# Question regarding airtight (closed cell foam) insulation



## ralleia (Feb 26, 2018)

We've been burning wood in our Vermont Castings Dutchwest 2460 wood stove for over a decade. The house was a drafty 1930 farmhouse, and we got half of it insulated with closed-cell insulating foam a few years ago, and are planning to finish the insulating and remodeling this year.

Closed-cell foam insulation is very airtight however, so what considerations will we need to take into account to make sure that there is ample combustion air for firing the wood stove? The wood stove is located centrally on the main floor of the house, which is two stories plus a basement.

We also have a natural gas central furnace which we run if we aren't burning wood and a natural gas water heater, both located in the basement. Each has their own dedicated air intakes and exhausts.

We plan to insulate the basement as well.


----------



## rowerwet (Feb 26, 2018)

If you are concerned,  look into installing an outside air to air heat exchanger


----------



## semipro (Feb 27, 2018)

You can install a dedicated outside air supply to your stove.  It sounds like you could route it through a wall in your basement and along the basement ceiling to a point where it can go through the 1st floor and connect with your stove.  It is constructed much like a clothes dryer vent.  You'd probably want a direct connection to your stove which is commonly called an outside air kit or "OAK". 
There are many posts on installing OAKs and outside air connections in the Hearth Room.


----------



## woodgeek (Feb 28, 2018)

Its unlikely to be a problem in a retrofit to old construction.   Unless you have one of those MASSIVE exhaust fans over your stove that can depressurize your whole house (think 500 cfm).

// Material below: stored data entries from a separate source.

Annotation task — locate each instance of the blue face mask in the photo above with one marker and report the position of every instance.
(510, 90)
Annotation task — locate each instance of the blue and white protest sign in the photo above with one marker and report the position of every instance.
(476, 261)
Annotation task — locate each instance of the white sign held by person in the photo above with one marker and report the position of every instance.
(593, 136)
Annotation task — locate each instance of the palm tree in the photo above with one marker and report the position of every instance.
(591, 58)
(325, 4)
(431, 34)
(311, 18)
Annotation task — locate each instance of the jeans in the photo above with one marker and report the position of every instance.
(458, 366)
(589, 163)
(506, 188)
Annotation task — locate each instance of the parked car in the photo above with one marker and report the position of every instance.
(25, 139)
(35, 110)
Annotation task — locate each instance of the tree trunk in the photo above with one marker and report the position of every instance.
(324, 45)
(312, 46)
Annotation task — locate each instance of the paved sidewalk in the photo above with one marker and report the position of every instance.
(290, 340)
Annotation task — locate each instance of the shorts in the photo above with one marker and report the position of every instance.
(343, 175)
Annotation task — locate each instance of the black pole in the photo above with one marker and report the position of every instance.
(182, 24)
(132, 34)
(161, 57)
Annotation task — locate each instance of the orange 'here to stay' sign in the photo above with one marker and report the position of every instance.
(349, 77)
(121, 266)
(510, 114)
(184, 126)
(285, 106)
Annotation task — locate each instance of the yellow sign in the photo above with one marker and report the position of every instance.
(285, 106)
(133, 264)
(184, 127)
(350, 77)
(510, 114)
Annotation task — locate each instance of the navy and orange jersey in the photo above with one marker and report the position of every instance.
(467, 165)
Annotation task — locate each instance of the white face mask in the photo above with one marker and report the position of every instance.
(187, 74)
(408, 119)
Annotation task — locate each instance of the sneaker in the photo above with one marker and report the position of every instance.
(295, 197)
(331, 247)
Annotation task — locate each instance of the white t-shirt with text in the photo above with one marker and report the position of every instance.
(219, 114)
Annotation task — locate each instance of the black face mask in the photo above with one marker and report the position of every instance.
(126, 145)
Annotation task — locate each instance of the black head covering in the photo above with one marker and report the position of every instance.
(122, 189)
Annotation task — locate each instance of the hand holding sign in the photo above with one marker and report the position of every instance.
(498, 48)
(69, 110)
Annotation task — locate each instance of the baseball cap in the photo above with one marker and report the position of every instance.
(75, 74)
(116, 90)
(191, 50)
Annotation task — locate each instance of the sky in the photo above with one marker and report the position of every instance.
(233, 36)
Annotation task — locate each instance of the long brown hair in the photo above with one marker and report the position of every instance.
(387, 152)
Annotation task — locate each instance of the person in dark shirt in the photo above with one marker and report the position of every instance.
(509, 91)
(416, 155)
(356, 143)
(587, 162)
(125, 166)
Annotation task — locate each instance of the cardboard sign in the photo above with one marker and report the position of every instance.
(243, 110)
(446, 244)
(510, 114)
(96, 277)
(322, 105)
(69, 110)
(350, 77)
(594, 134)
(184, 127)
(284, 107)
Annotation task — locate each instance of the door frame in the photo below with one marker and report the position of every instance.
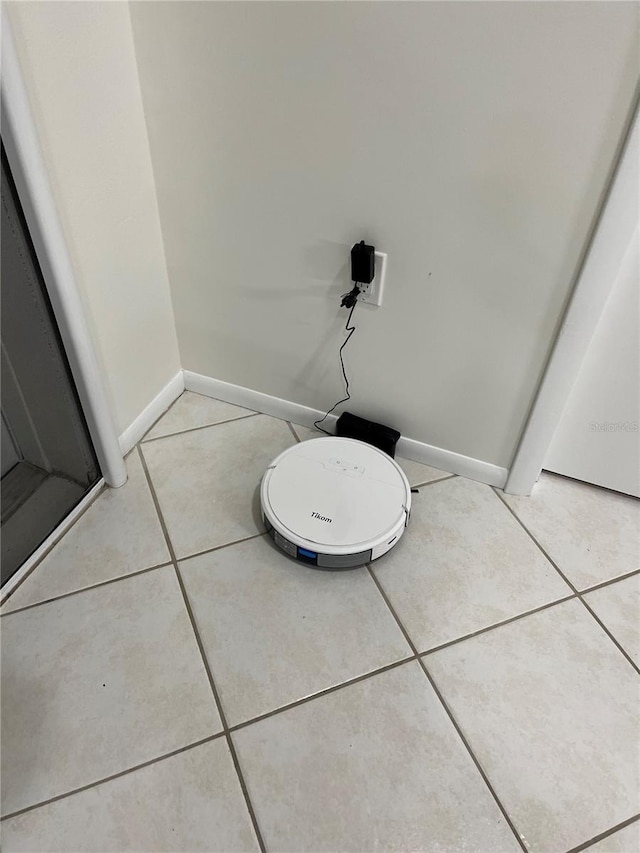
(616, 223)
(22, 147)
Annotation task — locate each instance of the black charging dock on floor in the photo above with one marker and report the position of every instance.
(383, 437)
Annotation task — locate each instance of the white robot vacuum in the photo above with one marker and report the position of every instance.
(335, 503)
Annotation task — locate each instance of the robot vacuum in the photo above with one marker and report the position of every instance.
(335, 503)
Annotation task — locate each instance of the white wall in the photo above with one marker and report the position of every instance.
(469, 141)
(79, 68)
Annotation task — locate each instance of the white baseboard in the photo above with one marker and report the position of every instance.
(25, 569)
(158, 406)
(436, 457)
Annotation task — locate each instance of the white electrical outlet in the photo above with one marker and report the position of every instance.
(372, 293)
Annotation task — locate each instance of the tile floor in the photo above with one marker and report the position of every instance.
(171, 682)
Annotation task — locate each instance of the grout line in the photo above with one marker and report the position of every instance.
(100, 491)
(195, 429)
(609, 634)
(596, 586)
(479, 767)
(295, 435)
(113, 776)
(325, 692)
(220, 547)
(605, 834)
(85, 589)
(577, 592)
(430, 482)
(498, 624)
(449, 714)
(496, 491)
(205, 662)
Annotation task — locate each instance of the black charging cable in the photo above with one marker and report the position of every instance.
(349, 300)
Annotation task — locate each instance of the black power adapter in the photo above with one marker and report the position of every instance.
(363, 263)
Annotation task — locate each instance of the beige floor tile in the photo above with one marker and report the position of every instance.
(188, 802)
(618, 605)
(119, 533)
(416, 472)
(374, 766)
(98, 682)
(194, 410)
(550, 708)
(275, 631)
(463, 564)
(207, 480)
(592, 534)
(625, 840)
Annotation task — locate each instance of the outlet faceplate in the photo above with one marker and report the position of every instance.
(372, 293)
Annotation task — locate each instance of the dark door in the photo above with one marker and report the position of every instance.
(48, 461)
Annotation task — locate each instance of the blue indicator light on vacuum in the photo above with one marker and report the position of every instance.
(304, 553)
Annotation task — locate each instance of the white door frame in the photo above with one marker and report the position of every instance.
(618, 220)
(27, 166)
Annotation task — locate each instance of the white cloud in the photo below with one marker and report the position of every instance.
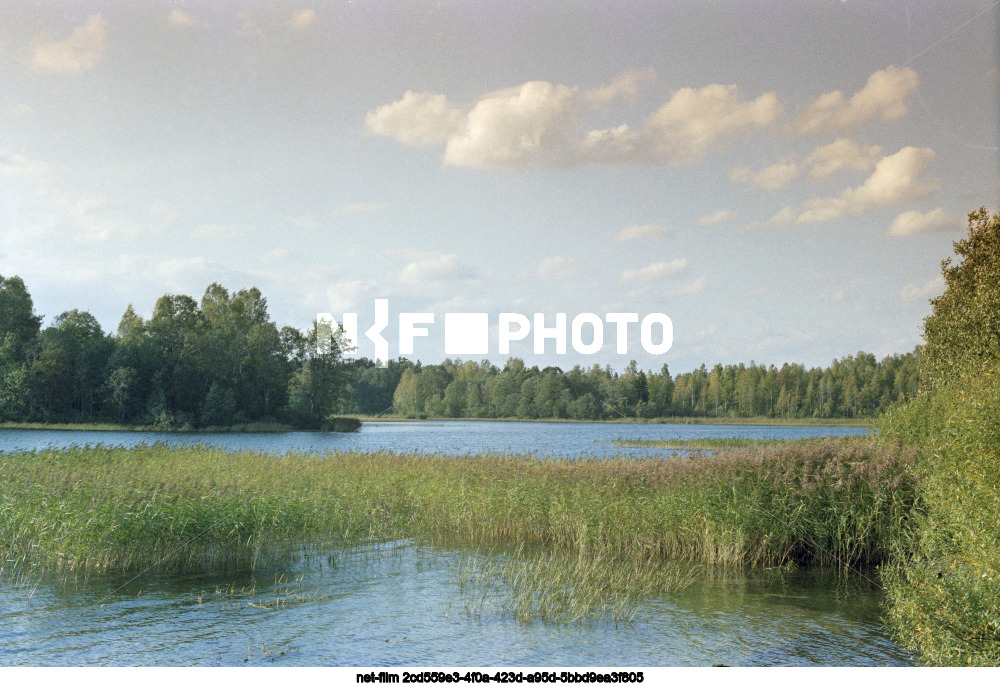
(695, 120)
(897, 178)
(182, 18)
(79, 52)
(351, 296)
(557, 267)
(530, 124)
(770, 178)
(625, 85)
(218, 231)
(14, 165)
(417, 119)
(641, 231)
(720, 217)
(540, 123)
(912, 292)
(884, 95)
(436, 268)
(842, 154)
(656, 270)
(783, 217)
(913, 222)
(692, 288)
(303, 18)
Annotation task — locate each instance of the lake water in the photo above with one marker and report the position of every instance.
(404, 603)
(456, 437)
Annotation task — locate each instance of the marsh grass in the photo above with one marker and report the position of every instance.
(834, 502)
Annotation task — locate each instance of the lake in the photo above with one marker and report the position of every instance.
(405, 603)
(454, 437)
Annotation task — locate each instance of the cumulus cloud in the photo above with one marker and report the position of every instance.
(436, 268)
(182, 18)
(79, 52)
(532, 123)
(656, 270)
(625, 86)
(692, 288)
(542, 123)
(913, 292)
(720, 217)
(557, 267)
(417, 119)
(641, 231)
(842, 154)
(14, 165)
(913, 222)
(884, 95)
(303, 18)
(770, 178)
(219, 231)
(695, 120)
(897, 178)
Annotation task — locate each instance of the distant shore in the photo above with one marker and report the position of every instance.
(805, 421)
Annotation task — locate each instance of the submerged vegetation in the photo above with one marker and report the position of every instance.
(837, 502)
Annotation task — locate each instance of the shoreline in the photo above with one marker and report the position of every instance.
(277, 428)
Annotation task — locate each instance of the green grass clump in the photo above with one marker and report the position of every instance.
(944, 597)
(834, 502)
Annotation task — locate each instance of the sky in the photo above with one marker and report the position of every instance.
(781, 179)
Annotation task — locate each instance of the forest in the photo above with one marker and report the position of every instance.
(222, 362)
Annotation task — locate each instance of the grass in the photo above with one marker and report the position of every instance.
(944, 593)
(838, 502)
(696, 444)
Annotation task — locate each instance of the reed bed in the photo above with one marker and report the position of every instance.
(837, 502)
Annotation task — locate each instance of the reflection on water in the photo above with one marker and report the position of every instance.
(456, 437)
(404, 604)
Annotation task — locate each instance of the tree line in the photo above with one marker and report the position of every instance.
(221, 361)
(217, 362)
(852, 387)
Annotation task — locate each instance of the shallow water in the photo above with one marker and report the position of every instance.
(455, 437)
(403, 604)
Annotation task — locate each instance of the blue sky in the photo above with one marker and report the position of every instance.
(781, 179)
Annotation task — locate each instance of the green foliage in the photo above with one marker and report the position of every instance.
(945, 597)
(945, 591)
(964, 329)
(218, 363)
(17, 311)
(833, 502)
(855, 386)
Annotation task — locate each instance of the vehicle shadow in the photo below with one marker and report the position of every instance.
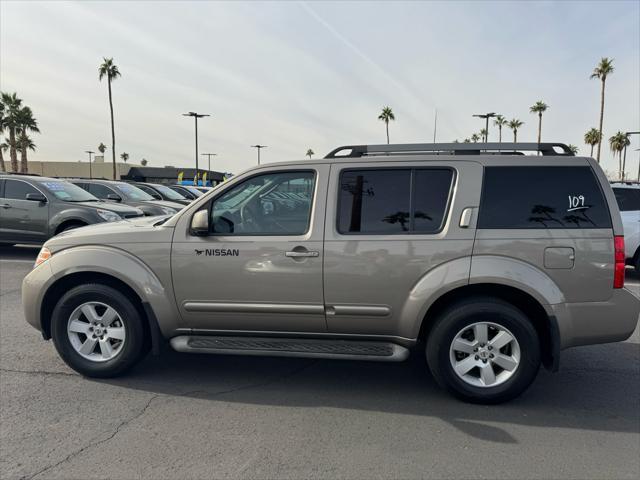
(597, 389)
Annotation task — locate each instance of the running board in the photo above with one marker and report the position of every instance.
(291, 347)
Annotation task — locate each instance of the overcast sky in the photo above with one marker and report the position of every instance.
(313, 75)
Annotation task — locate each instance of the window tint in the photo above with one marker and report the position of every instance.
(380, 202)
(17, 189)
(542, 197)
(101, 191)
(271, 204)
(430, 197)
(628, 199)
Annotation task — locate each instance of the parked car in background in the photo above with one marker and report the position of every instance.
(187, 191)
(33, 208)
(493, 263)
(114, 191)
(162, 192)
(628, 197)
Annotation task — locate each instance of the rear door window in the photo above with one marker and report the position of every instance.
(628, 199)
(542, 198)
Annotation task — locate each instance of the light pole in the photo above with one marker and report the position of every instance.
(486, 116)
(90, 153)
(196, 116)
(209, 155)
(624, 162)
(259, 147)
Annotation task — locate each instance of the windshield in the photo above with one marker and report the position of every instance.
(68, 191)
(167, 192)
(132, 192)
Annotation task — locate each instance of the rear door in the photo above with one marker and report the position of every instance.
(23, 220)
(389, 225)
(553, 217)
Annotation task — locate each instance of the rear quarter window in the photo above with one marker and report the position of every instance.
(542, 198)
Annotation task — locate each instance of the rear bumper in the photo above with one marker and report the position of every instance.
(597, 322)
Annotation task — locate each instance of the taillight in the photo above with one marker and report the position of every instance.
(618, 272)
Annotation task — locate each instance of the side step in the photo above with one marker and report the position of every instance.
(291, 347)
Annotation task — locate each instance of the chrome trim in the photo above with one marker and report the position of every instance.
(229, 307)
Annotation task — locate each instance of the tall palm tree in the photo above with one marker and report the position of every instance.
(12, 105)
(592, 137)
(110, 70)
(386, 116)
(515, 124)
(617, 144)
(500, 122)
(26, 123)
(539, 107)
(602, 71)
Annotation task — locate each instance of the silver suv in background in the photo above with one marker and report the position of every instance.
(114, 191)
(490, 261)
(34, 208)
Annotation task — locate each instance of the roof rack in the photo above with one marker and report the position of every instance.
(354, 151)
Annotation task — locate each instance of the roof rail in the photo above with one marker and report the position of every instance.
(354, 151)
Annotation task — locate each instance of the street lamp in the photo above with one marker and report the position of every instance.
(90, 153)
(209, 155)
(259, 147)
(196, 116)
(486, 116)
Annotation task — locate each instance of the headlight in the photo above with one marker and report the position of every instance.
(43, 256)
(109, 216)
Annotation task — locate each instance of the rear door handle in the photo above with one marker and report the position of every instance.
(299, 254)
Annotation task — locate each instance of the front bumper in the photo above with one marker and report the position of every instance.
(597, 322)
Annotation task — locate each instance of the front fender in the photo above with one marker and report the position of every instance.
(106, 260)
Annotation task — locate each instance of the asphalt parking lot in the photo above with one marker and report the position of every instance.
(196, 416)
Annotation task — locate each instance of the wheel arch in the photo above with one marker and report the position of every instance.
(544, 323)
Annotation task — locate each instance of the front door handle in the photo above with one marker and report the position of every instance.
(301, 254)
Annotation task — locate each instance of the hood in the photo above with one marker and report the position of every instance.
(139, 230)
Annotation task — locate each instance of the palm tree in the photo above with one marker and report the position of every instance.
(592, 137)
(602, 71)
(539, 107)
(26, 123)
(386, 116)
(617, 144)
(515, 124)
(110, 70)
(11, 106)
(500, 122)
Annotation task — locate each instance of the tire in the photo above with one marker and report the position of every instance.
(463, 321)
(127, 349)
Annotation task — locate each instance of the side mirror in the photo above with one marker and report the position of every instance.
(200, 223)
(36, 197)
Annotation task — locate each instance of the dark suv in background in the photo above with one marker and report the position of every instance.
(114, 191)
(33, 209)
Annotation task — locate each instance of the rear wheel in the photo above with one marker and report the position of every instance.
(483, 350)
(97, 331)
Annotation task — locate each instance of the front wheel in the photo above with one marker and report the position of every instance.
(483, 350)
(97, 331)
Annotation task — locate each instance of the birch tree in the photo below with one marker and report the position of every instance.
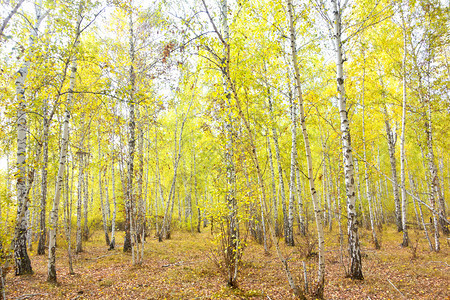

In other words, in terms of air leakage you went from, like, having 6 windows open all the time to only having 2.


----------



## ihookem (Apr 7, 2018)

We have a new 9 yr old house so airtight I have to open windows to get the moisture out in t early winter. We use our gas fireplace with now issues. With an old farmhouse you wont have a problem, the only difference you will notice if it was insulated well is you will burn a lot less wood.


----------